Nadja Benaissa: Tränen beim Urteilsspruch

Nadja Benaissa muss nicht in Haft: Sie erhält zwei Jahre auf Bewährung und 300 Stunden gemeinnützige Arbeit.

Darmstadt. Amtsrichter Dennis Wacker nimmt sich für die Begründung seines Urteils viel Zeit. Ja, die No-Angels-Sängerin Nadja Benaissa habe 2004 einen Liebhaber beim Sex mit dem Aids-Virus angesteckt, weil sie ihre HIV-Infektion verschwieg und kein Kondom benutzt wurde. Nein, die 28-Jährige müsse deshalb nicht ins Gefängnis. Das war zwar seit Mittwoch erwartet worden, ließ aber trotzdem aufhorchen. Denn gefährliche Körperverletzung kann mit bis zu zehn Jahren Haft bestraft werden.

Zwei Jahre auf Bewährung und 300 Arbeitsstunden in einer Aids-Einrichtung reichen aus, wie der Richter meint. In dieser Strafe ist auch der Fall eines anderen Mannes enthalten, der sich nicht ansteckte. Ihr Geständnis und ihre Reue hätten die junge Mutter "gerettet".

Der Richter schildert am Ende des Prozesses den Weg einer Frau, "deren Lebenslauf viele Brüche hat". Benaissa gerät als Schülerin an falsche Freunde und an Drogen, sie wird als Teenager schwanger, steigt dann mit der Castingband No Angels plötzlich in den Pop-Himmel auf und schlittert immer wieder "in häufig wechselnde Beziehungen".

Mit Sex sei sie oft sorglos umgegangen, obwohl sie seit 1999 von ihrer HIV-Infektion und damit von der Ansteckungsgefahr für ihre Liebhaber wusste. Aber: "Es geht nicht um die Stigmatisierung von Menschen mit HIV", sagt Wacker. "Es geht um menschliches Versagen einer einzelnen Person." Und: "Es obliegt grundsätzlich beiden Partnern, sich zu schützen." Während der Richter spricht, kann die 28-Jährige ihre Tränen nicht mehr zurückhalten. Schützend hält sie ihre rechte Hand vors Gesicht.

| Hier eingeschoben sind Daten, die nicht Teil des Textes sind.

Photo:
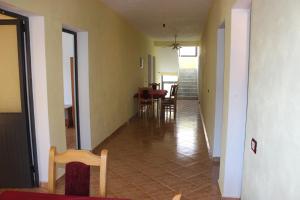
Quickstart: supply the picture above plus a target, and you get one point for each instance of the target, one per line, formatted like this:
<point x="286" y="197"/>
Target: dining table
<point x="21" y="195"/>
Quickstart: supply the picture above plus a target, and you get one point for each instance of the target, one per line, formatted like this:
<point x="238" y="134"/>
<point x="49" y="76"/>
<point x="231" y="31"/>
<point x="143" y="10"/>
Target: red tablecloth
<point x="14" y="195"/>
<point x="156" y="94"/>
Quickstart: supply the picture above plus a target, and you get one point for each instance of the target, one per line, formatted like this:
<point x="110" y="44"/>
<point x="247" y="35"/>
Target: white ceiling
<point x="187" y="18"/>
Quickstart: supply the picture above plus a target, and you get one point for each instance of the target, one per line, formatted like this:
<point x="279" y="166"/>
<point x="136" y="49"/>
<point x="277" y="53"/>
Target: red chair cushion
<point x="77" y="179"/>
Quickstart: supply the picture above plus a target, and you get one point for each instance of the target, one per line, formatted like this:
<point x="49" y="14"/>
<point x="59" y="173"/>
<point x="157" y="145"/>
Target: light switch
<point x="253" y="145"/>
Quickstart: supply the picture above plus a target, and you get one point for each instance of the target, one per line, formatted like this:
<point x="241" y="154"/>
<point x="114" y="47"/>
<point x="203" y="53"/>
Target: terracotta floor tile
<point x="152" y="160"/>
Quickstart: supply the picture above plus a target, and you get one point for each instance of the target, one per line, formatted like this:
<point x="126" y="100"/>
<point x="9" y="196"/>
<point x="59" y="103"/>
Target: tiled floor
<point x="148" y="160"/>
<point x="71" y="138"/>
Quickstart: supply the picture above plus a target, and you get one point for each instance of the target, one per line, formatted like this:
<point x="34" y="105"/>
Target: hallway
<point x="148" y="162"/>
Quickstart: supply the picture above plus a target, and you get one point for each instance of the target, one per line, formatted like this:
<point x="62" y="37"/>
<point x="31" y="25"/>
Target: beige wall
<point x="114" y="51"/>
<point x="273" y="108"/>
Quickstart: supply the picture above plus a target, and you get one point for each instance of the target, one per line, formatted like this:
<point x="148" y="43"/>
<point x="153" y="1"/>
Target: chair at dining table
<point x="155" y="86"/>
<point x="145" y="100"/>
<point x="170" y="103"/>
<point x="77" y="175"/>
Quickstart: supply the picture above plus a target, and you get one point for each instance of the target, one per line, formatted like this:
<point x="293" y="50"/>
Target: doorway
<point x="71" y="104"/>
<point x="18" y="154"/>
<point x="216" y="151"/>
<point x="150" y="70"/>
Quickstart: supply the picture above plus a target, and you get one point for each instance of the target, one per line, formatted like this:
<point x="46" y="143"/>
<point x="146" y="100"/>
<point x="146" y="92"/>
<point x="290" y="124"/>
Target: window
<point x="188" y="52"/>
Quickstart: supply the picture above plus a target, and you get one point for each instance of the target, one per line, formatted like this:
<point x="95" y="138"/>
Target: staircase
<point x="188" y="84"/>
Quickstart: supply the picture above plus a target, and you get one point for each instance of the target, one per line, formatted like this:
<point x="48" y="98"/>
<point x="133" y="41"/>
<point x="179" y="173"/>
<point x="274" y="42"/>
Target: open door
<point x="17" y="144"/>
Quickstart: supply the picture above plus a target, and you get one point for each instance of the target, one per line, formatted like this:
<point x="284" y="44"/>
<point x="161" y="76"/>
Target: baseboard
<point x="205" y="132"/>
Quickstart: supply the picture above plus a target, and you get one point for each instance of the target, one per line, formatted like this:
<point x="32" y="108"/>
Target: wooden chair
<point x="170" y="103"/>
<point x="81" y="156"/>
<point x="145" y="100"/>
<point x="155" y="86"/>
<point x="177" y="197"/>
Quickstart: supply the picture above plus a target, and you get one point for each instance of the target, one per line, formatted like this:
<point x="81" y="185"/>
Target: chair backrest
<point x="177" y="197"/>
<point x="145" y="93"/>
<point x="75" y="157"/>
<point x="155" y="86"/>
<point x="173" y="91"/>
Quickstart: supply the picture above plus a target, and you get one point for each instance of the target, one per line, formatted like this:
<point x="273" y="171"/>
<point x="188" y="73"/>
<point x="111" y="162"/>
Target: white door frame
<point x="234" y="127"/>
<point x="216" y="151"/>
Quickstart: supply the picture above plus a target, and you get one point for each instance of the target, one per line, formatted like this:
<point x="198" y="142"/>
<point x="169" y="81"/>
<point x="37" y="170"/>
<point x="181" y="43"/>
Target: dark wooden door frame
<point x="76" y="86"/>
<point x="24" y="49"/>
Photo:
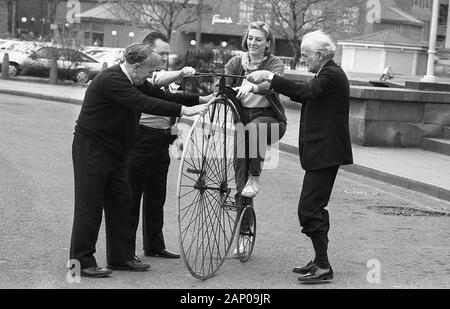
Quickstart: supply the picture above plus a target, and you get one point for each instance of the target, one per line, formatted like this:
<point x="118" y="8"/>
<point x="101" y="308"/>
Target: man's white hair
<point x="318" y="41"/>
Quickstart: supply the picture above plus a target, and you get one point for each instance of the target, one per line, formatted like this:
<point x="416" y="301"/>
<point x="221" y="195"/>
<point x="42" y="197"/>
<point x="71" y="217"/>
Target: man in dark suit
<point x="324" y="141"/>
<point x="103" y="137"/>
<point x="149" y="160"/>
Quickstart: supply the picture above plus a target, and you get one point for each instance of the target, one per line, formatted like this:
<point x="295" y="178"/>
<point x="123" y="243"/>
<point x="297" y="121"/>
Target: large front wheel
<point x="207" y="210"/>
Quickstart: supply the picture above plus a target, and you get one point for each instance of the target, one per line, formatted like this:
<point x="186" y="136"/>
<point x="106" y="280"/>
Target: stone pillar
<point x="429" y="77"/>
<point x="447" y="33"/>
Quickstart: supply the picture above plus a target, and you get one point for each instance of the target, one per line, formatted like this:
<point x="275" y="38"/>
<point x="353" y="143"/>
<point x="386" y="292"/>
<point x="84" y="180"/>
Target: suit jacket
<point x="324" y="138"/>
<point x="112" y="107"/>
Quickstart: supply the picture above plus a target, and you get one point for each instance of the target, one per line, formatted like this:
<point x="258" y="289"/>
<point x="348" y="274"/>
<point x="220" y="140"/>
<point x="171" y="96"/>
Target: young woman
<point x="261" y="105"/>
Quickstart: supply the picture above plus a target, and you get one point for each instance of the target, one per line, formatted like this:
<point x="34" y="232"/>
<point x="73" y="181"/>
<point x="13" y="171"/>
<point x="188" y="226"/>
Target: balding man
<point x="103" y="137"/>
<point x="324" y="141"/>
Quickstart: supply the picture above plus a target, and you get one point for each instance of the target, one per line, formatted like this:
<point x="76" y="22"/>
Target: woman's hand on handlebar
<point x="207" y="98"/>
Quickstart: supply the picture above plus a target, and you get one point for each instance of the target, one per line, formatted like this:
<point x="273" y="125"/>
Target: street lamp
<point x="429" y="77"/>
<point x="114" y="33"/>
<point x="131" y="35"/>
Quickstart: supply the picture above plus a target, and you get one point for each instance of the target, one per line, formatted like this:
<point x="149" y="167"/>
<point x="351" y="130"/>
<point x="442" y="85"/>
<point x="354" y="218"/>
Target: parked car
<point x="111" y="57"/>
<point x="18" y="53"/>
<point x="73" y="63"/>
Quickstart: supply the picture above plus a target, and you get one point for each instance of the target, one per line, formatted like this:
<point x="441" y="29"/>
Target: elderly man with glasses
<point x="324" y="142"/>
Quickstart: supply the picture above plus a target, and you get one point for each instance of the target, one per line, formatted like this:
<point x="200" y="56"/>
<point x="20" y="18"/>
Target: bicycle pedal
<point x="230" y="206"/>
<point x="194" y="171"/>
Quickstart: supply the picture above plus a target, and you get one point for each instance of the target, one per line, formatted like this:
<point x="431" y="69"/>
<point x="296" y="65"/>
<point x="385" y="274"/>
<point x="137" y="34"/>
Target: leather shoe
<point x="95" y="272"/>
<point x="133" y="265"/>
<point x="162" y="254"/>
<point x="305" y="269"/>
<point x="314" y="276"/>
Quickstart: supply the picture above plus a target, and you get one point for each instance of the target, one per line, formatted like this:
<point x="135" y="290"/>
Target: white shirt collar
<point x="321" y="67"/>
<point x="124" y="69"/>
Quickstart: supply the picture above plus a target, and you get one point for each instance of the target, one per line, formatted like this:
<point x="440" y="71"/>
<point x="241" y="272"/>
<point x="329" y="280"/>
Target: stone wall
<point x="397" y="117"/>
<point x="392" y="117"/>
<point x="3" y="16"/>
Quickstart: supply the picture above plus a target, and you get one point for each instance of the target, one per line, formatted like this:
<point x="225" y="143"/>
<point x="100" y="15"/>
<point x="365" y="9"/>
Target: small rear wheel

Entscheidend für Wacker ist die Gegenwart. Nachdem Benaissa im April 2009 nach zehn Tagen U-Haft freikam, habe sie sich mit therapeutischer Hilfe intensiv mit sich und ihrem Lebenswandel befasst. Das habe Früchte getragen.

"Ich glaube, dass es ein angemessener Schuldausgleich ist", sagt Staatsanwalt Peter Liesenfeld nach dem Urteil. Die Deutsche Aids-Hilfe bedauerte die Verurteilung. "Von dem Urteil gehen die falschen Botschaften aus. Sie werden der HIV-Prävention und der Emanzipation von chronisch Kranken Schaden zufügen", teilte der Verein mit.